= Angie Irma Cohon =

Angie Irma Cohon (née Reinhart, born September, 1890, Portland, Oregon, died 1991) was a Jewish author and educator, known for her seminal book, Introduction to Jewish Music in Eight Illustrated Lectures.

== Early life and education ==
Born to parents J.F. and Amelia (Marks) Reinhart in 1890, Cohon lived in Portland, Oregon until moving to Ohio at 19 to attend the Hebrew Union College. She transferred to the University of Cincinnati, earning a bachelor's degree in 1912.

On June 12 of the same year she graduated, Cohon married Rabbi Samuel S. Cohon. They had one son, Baruch Joseph.

== Works and legacy ==
Cohon wrote poetry. One of her early books, A Brief Jewish Ritual, was published by Women of Mizpah in 1921.

Most notably, however, were Cohon's contributions of the field of Jewish music in the English language.

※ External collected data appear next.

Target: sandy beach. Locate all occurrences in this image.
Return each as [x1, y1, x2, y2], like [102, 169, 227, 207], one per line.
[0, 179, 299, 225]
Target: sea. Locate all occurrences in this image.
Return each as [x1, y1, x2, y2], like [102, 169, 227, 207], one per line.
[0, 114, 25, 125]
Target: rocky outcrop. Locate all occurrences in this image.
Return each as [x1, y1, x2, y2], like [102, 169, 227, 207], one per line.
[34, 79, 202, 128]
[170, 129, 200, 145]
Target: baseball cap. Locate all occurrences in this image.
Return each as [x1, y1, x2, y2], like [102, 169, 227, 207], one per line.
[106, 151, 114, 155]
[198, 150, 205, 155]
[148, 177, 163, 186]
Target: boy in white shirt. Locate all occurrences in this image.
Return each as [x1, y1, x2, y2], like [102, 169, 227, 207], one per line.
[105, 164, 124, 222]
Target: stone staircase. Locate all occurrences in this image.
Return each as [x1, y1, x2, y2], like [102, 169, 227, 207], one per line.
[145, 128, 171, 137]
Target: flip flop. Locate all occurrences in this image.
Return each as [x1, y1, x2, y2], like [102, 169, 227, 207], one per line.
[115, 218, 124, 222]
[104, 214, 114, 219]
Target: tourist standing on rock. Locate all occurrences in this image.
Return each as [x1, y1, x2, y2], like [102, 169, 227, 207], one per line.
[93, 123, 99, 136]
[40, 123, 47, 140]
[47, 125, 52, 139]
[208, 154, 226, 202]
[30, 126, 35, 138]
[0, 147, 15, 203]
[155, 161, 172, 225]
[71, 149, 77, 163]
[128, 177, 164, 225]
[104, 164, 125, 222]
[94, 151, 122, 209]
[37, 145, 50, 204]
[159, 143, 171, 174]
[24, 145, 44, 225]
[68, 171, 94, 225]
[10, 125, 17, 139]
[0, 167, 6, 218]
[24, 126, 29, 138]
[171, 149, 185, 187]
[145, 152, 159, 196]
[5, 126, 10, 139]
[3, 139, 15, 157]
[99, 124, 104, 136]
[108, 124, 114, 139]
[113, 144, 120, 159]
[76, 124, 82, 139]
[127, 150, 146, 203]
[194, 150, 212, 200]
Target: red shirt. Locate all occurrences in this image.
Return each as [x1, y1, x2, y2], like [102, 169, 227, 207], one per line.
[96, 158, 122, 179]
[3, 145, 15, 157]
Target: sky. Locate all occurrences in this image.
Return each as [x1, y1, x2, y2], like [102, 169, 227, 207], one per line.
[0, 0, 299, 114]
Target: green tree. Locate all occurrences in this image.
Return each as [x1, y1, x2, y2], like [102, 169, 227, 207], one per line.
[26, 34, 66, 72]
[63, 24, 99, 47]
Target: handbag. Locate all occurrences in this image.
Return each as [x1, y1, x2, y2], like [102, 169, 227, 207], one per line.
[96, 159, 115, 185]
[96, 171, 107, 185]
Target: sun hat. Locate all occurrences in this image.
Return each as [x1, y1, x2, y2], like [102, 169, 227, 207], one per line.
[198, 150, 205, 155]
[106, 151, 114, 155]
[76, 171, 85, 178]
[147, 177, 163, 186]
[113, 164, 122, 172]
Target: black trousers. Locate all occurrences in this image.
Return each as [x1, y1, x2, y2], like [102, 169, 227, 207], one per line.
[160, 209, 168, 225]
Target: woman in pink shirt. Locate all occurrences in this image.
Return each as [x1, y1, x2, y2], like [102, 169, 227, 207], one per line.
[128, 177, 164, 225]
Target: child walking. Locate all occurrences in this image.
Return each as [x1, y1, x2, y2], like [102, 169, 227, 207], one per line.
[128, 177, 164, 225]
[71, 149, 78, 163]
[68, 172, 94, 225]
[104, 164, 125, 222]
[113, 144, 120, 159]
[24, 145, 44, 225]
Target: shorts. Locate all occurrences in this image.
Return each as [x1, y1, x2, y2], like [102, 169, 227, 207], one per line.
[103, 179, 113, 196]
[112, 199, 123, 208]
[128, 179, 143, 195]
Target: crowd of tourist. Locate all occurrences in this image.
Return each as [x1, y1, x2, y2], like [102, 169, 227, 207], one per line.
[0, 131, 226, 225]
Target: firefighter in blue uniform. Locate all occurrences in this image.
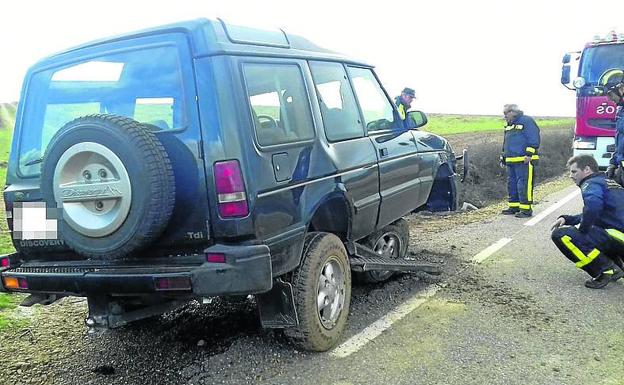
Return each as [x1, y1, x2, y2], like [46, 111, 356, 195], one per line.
[500, 104, 541, 218]
[551, 155, 624, 289]
[395, 87, 416, 123]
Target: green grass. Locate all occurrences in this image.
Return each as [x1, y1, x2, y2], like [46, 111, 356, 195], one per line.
[424, 114, 574, 135]
[0, 103, 17, 331]
[0, 292, 19, 310]
[0, 102, 17, 131]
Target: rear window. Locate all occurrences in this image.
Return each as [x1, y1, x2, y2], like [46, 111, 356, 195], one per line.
[18, 44, 186, 177]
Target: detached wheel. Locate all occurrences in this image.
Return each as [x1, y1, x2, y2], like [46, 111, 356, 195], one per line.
[358, 218, 409, 283]
[40, 114, 175, 259]
[285, 232, 351, 352]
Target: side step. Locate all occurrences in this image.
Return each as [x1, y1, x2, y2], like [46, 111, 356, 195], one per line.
[350, 243, 442, 275]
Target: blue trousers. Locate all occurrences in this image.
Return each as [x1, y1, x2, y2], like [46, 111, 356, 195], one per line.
[506, 161, 535, 212]
[551, 226, 622, 277]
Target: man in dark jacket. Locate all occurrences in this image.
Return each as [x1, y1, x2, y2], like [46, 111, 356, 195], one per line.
[551, 155, 624, 289]
[500, 104, 541, 218]
[395, 87, 416, 122]
[606, 81, 624, 186]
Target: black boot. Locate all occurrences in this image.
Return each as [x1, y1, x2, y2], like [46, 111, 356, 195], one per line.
[514, 210, 533, 218]
[585, 267, 624, 289]
[501, 208, 519, 215]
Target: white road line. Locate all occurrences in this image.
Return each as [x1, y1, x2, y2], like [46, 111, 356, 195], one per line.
[523, 189, 580, 227]
[331, 285, 441, 358]
[471, 237, 513, 263]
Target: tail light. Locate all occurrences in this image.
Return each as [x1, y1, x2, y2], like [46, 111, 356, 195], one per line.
[214, 160, 249, 218]
[0, 256, 9, 268]
[3, 277, 27, 290]
[205, 253, 226, 263]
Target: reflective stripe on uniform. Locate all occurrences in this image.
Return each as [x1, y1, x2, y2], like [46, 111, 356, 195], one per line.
[527, 161, 534, 202]
[519, 203, 532, 210]
[505, 155, 540, 163]
[508, 202, 519, 208]
[398, 104, 406, 120]
[606, 229, 624, 245]
[526, 147, 536, 154]
[561, 235, 601, 268]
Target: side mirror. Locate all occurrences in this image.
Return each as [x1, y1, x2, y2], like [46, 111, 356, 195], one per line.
[562, 53, 571, 64]
[561, 64, 571, 85]
[406, 111, 428, 129]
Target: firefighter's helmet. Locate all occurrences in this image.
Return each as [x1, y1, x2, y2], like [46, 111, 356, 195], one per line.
[600, 68, 624, 88]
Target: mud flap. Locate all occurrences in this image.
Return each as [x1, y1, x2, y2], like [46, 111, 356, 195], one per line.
[256, 279, 298, 328]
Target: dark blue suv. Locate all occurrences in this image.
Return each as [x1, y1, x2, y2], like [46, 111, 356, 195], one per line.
[0, 18, 463, 351]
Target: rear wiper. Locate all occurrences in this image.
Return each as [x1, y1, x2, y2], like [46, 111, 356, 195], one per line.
[24, 157, 43, 166]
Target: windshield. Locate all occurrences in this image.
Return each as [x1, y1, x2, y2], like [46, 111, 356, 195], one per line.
[19, 44, 186, 177]
[579, 44, 624, 86]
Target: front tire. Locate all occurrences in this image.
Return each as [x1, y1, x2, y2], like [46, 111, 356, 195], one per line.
[285, 232, 351, 352]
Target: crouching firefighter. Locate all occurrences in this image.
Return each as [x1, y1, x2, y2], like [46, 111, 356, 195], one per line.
[551, 155, 624, 289]
[500, 104, 540, 218]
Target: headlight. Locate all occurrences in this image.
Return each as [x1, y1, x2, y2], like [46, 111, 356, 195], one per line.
[573, 77, 586, 89]
[573, 136, 597, 150]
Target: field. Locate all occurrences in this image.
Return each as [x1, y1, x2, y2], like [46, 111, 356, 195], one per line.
[425, 113, 574, 135]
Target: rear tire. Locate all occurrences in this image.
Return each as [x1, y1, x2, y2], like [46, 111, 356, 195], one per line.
[285, 232, 351, 352]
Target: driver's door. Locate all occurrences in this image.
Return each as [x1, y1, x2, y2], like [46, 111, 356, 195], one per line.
[348, 66, 421, 229]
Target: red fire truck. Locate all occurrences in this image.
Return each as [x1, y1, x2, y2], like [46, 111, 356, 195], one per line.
[561, 31, 624, 169]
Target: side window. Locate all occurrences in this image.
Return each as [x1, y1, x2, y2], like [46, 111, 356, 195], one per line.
[309, 61, 363, 141]
[348, 67, 396, 130]
[243, 63, 315, 146]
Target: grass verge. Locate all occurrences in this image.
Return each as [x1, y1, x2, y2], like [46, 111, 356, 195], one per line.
[425, 114, 573, 136]
[0, 105, 16, 332]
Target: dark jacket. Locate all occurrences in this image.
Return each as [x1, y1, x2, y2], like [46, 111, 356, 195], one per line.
[502, 114, 541, 163]
[561, 173, 624, 233]
[395, 96, 410, 120]
[609, 105, 624, 166]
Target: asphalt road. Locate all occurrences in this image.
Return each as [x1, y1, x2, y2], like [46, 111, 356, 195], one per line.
[5, 185, 624, 385]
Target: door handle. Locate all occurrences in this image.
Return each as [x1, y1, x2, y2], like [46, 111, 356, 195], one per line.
[379, 147, 388, 157]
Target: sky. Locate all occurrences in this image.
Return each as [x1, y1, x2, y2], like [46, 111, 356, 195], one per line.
[1, 0, 624, 116]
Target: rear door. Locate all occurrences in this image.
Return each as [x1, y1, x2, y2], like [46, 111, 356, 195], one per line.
[347, 66, 421, 229]
[309, 61, 380, 241]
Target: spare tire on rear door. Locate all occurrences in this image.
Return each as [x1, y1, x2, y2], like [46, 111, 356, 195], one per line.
[40, 114, 175, 259]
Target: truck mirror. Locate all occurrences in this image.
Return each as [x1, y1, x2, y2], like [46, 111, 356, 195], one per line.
[407, 111, 427, 129]
[561, 65, 571, 85]
[562, 53, 571, 64]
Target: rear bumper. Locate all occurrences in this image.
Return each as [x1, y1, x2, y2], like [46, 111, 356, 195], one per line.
[0, 243, 273, 297]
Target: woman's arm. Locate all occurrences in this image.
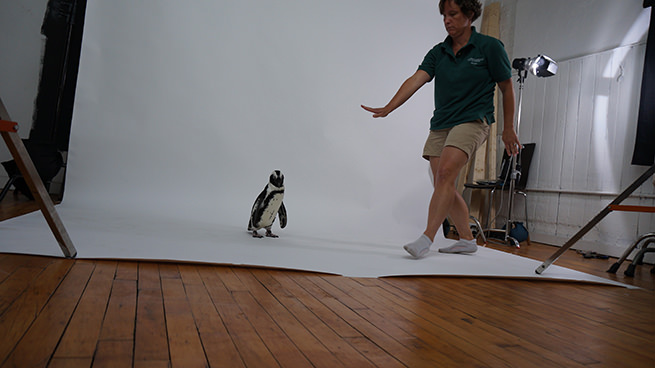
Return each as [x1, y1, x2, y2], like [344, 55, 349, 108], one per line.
[497, 78, 520, 155]
[362, 70, 432, 118]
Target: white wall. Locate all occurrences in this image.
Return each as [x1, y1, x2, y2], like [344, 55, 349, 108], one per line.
[0, 0, 47, 173]
[506, 0, 654, 257]
[513, 0, 650, 61]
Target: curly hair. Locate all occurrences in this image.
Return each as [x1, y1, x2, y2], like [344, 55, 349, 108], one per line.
[438, 0, 482, 22]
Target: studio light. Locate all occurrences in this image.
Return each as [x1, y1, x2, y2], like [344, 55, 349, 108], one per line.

The National Council on Jewish Women published Introduction to Jewish Music in Eight Illustrated Lectures, with a second edition coming out in 1923. This work became a basis for the council's study of music for nearly 30 years.

She collaborated with another contributor to the field, A.Z. Idelssohn, on Harvest Festivals, A Children’s Succoth Celebration.

The American Jewish Archives in Cincinnati houses Cohon's papers and music manuscripts.

The Rabbi Samuel S. and A. Irma Cohon Memorial Foundation Award, named for Cohon and her husband, "honors individuals for outstanding service to the entire Jewish people in the areas of rescue, unity, education or the creative arts." Irma's son has served as the chief financial officer, while her grandson has served president of the Cohon Memorial Foundation.